Déploiement d'une banderole contre CNews par Action Justice Climat le 20 mai 2026 à Paris.

« L’astrophysique nous enseigne qu’il y a un réchauffement climatique qui est dû à ce qu’on appelle les plurivers, les multivers, les interactions entre les univers, lançait le philosophe dorénavant d’extrême droite Michel Onfray, le 22 novembre, sur CNews. Mais pour ça, il faut faire un peu d’astrophysique. » Face à ces propos climatosceptiques, remettant en cause l’origine anthropique de la crise climatique, qui fait pourtant l’objet d’un consensus scientifique, QuotaClimat avait saisi l’Arcom.

N’ayant reçu aucune réponse à cette saisine, l’association a d’abord déposé un recours gracieux auprès de l’autorité de régulation en mars. Recours finalement rejeté, le 1er juillet. Le jour même, face à cette décision jugée « incompréhensible », QuotaClimat a déclaré déposer un recours devant le Conseil d’État. Elle réclame à la plus haute juridiction administrative de constater que CNews a manqué à ses obligations et d’enjoindre l’Arcom à reconsidérer sa décision.

D’après l’Observatoire des médias sur l’écologie, CNews était concerné par 174 des 665 cas de désinformation climatique recensés en 2025 dans les médias français. La chaîne du milliardaire Vincent Bolloré avait déjà été condamnée en 2024 pour une séquence similaire, à hauteur de 20 000 euros. Une décision historique contestée par CNews, mais validée par le Conseil d’État un an plus tard.
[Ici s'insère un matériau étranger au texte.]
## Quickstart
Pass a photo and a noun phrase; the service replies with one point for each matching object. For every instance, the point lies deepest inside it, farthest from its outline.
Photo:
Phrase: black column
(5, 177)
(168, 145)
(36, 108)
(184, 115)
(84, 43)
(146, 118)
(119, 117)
Alors que la campagne présidentielle approche à grands pas, QuotaClimat estime que la régulation de la désinformation climatique est un enjeu démocratique : « Il faut que les chaînes prennent conscience que l’état actuel du droit ne leur permet pas de laisser prospérer des propos climatosceptiques sur leur antenne sans y apporter la moindre contradiction », insiste l’avocat et adjoint au maire de Paris Thomas Chevandier dans le communiqué de l’association.